|VOTING ON THE FUTURE
(Friday 11th June 2004)
Wycombe Wanderers members have been called to an EGM on Monday 14th June to vote on a proposal to allow postal voting at future General Meetings and in particular at the major reconstruction vote scheduled for an EGM on 12th July 2004.
Under the current 'Articles of Association' Wycombe Wanderers members must give their vote personally and proxies are not allowed. The proposal is to append the words "or by Postal Vote" after the words "given personally" and a new sentence will be inserted stating "Members who have submitted a postal vote and attend a meeting shall not be permitted to vote personally."
The Club state that the purpose of this resolution "is to ensure that the greatest number of members are able to cast their vote" but the move came as a shock to some members who see postal voting as a way of levering any vote in the direction of Board recommendation.
The Board have attempted to alleviate this type of criticisms by suggesting a procedure that would see members who wish to vote by post make an application in writing to the Company Secretary at least seven days prior to any General Meeting. The Club would then return a voting paper which would have to be posted back after completion by the member in a 'special envelope' provided.
However, despite these procedures there is still an uneasy feeling amongst members that the Club may not be seen as acting in a fair and proper manner during possibly the most important stage of its professional existence.
Ironically, the debate on postal voting at Wycombe Wanderers comes at a time when the British Government has been criticised for some ill feeling surrounding the introduction of localised postal voting for the EU and local elections that took place on 10th June. Accusations aimed at the Labour Party claim fraudulant voting and malpractice, although these remain largely unproven.

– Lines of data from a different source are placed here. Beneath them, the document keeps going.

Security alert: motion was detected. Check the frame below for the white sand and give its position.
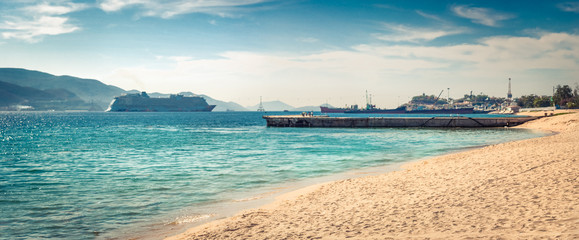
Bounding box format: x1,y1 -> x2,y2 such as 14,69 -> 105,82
169,113 -> 579,239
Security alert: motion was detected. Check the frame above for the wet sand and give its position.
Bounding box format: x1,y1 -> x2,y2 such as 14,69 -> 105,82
168,112 -> 579,240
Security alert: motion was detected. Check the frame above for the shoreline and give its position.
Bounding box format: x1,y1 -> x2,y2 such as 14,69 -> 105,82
166,111 -> 579,240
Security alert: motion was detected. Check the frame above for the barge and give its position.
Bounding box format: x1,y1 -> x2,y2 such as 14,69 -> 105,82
263,115 -> 538,128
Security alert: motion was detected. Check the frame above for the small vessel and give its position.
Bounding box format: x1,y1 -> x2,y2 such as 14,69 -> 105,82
406,107 -> 474,114
107,92 -> 216,112
320,105 -> 358,113
344,104 -> 406,114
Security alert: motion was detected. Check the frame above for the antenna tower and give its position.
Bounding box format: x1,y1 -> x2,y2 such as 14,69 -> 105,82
257,96 -> 265,112
507,78 -> 513,100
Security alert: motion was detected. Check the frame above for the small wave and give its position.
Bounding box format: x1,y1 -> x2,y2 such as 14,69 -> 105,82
167,214 -> 215,225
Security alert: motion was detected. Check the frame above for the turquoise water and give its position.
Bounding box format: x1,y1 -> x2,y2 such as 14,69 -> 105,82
0,112 -> 539,239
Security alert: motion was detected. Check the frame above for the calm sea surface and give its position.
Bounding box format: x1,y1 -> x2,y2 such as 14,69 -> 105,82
0,112 -> 540,239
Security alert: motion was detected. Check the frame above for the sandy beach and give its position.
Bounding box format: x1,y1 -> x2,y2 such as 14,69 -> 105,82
167,111 -> 579,240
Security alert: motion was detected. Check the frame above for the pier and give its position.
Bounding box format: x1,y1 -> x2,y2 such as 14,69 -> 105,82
263,115 -> 537,128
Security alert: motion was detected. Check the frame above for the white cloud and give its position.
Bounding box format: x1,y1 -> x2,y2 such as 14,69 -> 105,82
376,24 -> 464,43
557,2 -> 579,13
24,2 -> 88,15
452,6 -> 515,27
99,0 -> 271,18
416,10 -> 444,22
0,1 -> 88,43
0,16 -> 80,43
104,33 -> 579,107
297,37 -> 320,43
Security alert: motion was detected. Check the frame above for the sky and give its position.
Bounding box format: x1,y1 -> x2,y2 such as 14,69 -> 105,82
0,0 -> 579,108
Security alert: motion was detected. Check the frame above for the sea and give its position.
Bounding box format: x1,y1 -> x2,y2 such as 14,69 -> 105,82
0,112 -> 545,239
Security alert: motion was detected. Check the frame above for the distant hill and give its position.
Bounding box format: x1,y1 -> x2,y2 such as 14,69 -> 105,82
0,68 -> 125,109
0,82 -> 102,111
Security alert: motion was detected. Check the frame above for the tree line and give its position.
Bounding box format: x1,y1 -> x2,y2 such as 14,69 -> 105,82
407,85 -> 579,108
516,85 -> 579,108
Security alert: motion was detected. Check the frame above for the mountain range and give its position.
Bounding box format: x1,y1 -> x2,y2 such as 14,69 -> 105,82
0,68 -> 326,111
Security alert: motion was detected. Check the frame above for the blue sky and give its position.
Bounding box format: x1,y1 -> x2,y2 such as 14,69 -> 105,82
0,0 -> 579,107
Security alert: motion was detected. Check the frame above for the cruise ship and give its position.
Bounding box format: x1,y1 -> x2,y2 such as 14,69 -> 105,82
107,92 -> 215,112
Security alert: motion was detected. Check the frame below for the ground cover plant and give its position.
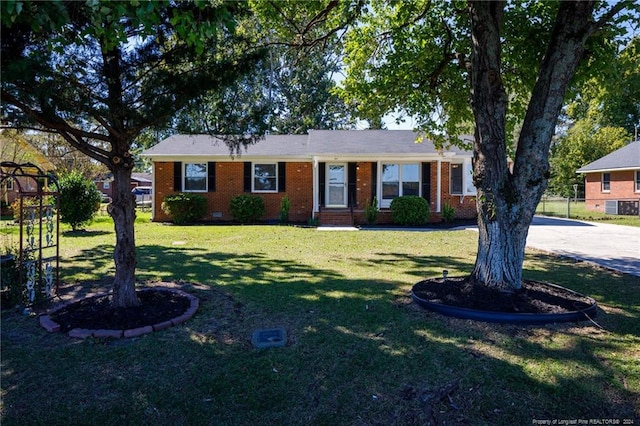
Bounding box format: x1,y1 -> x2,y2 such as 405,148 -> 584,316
1,214 -> 640,425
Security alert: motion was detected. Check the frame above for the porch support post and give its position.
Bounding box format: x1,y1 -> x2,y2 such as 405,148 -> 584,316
436,159 -> 442,213
312,157 -> 320,218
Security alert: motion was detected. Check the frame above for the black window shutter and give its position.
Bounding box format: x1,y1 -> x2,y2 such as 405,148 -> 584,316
369,163 -> 378,203
173,161 -> 182,192
347,163 -> 357,207
422,163 -> 431,203
278,161 -> 287,192
318,163 -> 327,206
207,161 -> 216,192
244,161 -> 251,192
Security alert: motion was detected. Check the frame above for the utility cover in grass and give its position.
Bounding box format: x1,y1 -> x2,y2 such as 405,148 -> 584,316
251,328 -> 287,349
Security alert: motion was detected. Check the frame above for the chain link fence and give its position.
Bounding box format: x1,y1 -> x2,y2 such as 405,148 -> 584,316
536,195 -> 640,219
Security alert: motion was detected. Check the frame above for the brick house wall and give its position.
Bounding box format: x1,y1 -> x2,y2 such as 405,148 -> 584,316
585,170 -> 640,212
153,156 -> 476,223
153,161 -> 313,222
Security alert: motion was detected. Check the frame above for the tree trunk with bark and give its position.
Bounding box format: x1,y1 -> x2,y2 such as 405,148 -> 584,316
108,165 -> 140,307
469,1 -> 598,291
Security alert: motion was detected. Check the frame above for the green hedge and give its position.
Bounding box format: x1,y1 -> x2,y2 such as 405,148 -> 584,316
161,192 -> 207,225
390,195 -> 429,226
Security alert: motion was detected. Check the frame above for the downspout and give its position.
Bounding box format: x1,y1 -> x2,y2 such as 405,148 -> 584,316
311,157 -> 320,218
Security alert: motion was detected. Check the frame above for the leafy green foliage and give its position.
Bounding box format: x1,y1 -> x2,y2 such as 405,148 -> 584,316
364,197 -> 378,225
161,192 -> 207,225
0,248 -> 24,307
229,194 -> 265,223
390,195 -> 429,226
566,36 -> 640,134
549,119 -> 631,197
58,171 -> 101,231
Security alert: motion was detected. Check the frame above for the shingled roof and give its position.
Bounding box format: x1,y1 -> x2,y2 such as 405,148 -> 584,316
142,130 -> 471,158
576,141 -> 640,173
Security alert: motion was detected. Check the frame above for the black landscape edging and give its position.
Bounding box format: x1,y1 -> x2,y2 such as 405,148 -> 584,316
411,283 -> 598,325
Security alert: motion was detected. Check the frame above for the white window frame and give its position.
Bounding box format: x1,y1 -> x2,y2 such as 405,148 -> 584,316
600,172 -> 611,193
449,158 -> 478,197
449,163 -> 464,195
251,161 -> 278,194
378,161 -> 422,208
182,162 -> 209,192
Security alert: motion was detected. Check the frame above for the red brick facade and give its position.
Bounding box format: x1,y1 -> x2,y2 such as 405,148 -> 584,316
153,161 -> 476,223
585,170 -> 640,212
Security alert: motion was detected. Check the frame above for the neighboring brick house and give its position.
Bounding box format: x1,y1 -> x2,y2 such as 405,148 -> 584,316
143,130 -> 476,224
94,172 -> 151,197
576,141 -> 640,215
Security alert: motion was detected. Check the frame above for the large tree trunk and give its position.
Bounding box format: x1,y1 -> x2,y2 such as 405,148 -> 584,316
109,166 -> 140,307
469,0 -> 596,291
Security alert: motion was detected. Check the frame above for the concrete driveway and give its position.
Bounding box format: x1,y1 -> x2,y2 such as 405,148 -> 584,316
527,216 -> 640,276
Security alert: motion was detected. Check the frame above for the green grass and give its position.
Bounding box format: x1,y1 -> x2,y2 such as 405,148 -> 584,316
1,215 -> 640,425
536,199 -> 640,226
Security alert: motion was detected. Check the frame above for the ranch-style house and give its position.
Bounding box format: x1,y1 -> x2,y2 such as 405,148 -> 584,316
143,130 -> 476,225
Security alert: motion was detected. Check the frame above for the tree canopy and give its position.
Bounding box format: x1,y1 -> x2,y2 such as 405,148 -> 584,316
0,0 -> 264,306
342,0 -> 638,291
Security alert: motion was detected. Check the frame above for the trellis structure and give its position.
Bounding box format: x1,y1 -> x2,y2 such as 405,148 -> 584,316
0,162 -> 60,304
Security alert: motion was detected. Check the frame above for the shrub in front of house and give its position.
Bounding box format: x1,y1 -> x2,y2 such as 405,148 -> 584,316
229,194 -> 265,223
364,197 -> 379,225
390,195 -> 429,226
442,203 -> 456,223
161,192 -> 207,225
59,170 -> 102,231
280,194 -> 291,223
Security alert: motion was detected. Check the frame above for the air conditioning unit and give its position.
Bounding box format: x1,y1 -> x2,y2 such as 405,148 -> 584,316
604,200 -> 618,214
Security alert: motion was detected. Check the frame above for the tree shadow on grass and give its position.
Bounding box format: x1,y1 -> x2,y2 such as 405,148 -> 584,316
2,241 -> 638,425
60,229 -> 113,238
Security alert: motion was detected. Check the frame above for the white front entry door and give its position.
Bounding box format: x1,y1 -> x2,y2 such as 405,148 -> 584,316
326,163 -> 347,207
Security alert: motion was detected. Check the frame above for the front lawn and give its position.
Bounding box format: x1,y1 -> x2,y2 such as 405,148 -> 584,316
1,215 -> 640,425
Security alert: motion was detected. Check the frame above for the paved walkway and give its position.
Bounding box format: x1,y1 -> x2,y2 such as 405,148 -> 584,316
527,216 -> 640,276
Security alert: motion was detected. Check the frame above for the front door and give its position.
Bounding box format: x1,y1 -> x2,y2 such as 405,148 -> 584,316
326,163 -> 347,207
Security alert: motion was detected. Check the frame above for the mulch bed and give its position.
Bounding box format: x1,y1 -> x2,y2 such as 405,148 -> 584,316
51,290 -> 190,332
413,277 -> 592,314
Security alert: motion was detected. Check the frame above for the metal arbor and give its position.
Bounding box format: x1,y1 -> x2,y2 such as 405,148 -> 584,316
0,162 -> 60,304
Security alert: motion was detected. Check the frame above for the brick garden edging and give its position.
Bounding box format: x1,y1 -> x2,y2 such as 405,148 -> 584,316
40,287 -> 200,339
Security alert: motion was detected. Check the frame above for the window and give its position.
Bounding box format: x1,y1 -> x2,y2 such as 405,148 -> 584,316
382,164 -> 400,200
382,163 -> 420,200
184,163 -> 207,192
450,163 -> 463,195
602,173 -> 611,192
253,163 -> 278,192
400,164 -> 420,195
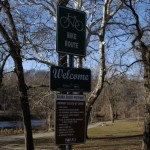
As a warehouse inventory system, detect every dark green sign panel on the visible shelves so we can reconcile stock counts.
[50,66,91,92]
[56,6,86,56]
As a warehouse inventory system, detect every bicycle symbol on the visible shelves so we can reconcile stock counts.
[60,13,84,31]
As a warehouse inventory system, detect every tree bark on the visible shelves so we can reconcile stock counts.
[0,0,34,150]
[14,56,34,150]
[142,47,150,150]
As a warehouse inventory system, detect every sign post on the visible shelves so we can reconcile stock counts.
[54,5,88,150]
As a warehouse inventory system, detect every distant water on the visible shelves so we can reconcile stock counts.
[0,120,45,128]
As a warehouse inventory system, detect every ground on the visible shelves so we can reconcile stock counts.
[0,120,143,150]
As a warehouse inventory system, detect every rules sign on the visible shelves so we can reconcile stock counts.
[56,6,86,56]
[55,94,85,145]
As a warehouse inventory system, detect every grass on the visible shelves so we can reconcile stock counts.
[0,120,143,150]
[88,120,143,137]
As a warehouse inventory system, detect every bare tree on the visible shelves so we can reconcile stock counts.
[0,0,34,150]
[117,0,150,150]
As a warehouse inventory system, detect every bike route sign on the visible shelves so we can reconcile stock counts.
[56,6,86,56]
[55,94,86,145]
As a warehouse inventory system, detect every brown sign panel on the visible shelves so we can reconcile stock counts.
[55,94,86,145]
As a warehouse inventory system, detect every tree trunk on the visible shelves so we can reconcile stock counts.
[142,47,150,150]
[109,100,115,123]
[14,56,34,150]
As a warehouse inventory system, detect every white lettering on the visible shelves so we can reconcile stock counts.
[67,32,77,40]
[53,68,89,81]
[65,40,79,49]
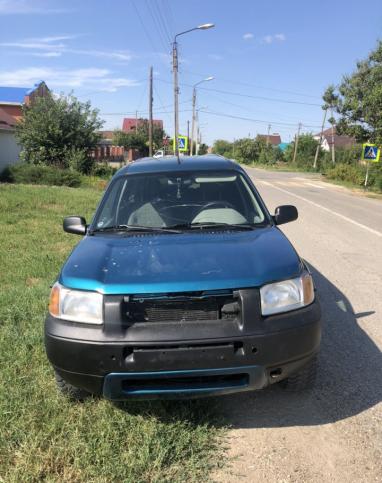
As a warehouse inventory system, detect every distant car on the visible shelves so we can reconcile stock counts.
[153,149,164,158]
[45,155,321,400]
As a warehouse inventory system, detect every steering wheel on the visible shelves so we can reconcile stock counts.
[194,201,236,219]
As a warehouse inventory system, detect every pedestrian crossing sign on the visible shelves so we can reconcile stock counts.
[174,136,188,153]
[362,144,381,163]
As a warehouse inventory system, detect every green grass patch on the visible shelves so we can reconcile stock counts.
[0,185,224,483]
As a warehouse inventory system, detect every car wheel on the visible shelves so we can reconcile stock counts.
[281,357,318,392]
[55,372,90,401]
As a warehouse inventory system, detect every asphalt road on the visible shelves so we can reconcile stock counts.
[216,169,382,483]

Wanderers officials will want to avoid such wild accusations but will have to convince members that their procedures are watertight, protect the integrity of the Club and not lead to possible legal challenges. It's also been suggested that a postal vote will water down the debate and although it may allow more people to vote it could also allow people to vote without being fully informed.
The vote by whatever means will require 75% of those voting to be in favour of the special resolution for it be carried. The Club have suffered two losses in similar votes in recent years. In October 1995 a proposal was tabled to reduce the maximum number of members from 500 to 250. Club Chairman Ivor Beeks claimed at the time "We don't want any group or groups buying up shares, that would not be good for the Club. At the moment we have a cross section of people running the Club and I felt if we limited the number of shares that would remain the position." The vote was lost by the narrowest of margins and only after a poll had been demanded by members. The poll saw 74 members vote in favour of the proposal from the 100 members present that evening.
In the summer of 1998 another special resolution was proposed that attempted to bring the Articles of Association "up to date with current needs". Concerns were expressed by some members including a question of the qualification criteria for membership and the right of appeal against expulsion. An independent lawyer speaking against the proposal commented to the Bucks Free Press at the time "It is important that the members turn off their televisions and go to the meeting. It's a very important night in the Club's future. It might seem less sexy than Wycombe reaching the semi-final of the FA Cup might be, but it is rather more important." A show of hands at an EGM on 17th June 1998 saw 140 for and 58 against - still under the 75% requirement. Again a poll was called for with the Board delaying this until 15th July 1998 in order to try and allow more members to vote. However, once again the resolution was rejected with 144 voting in favour and 87 against - equating to 62% in favour.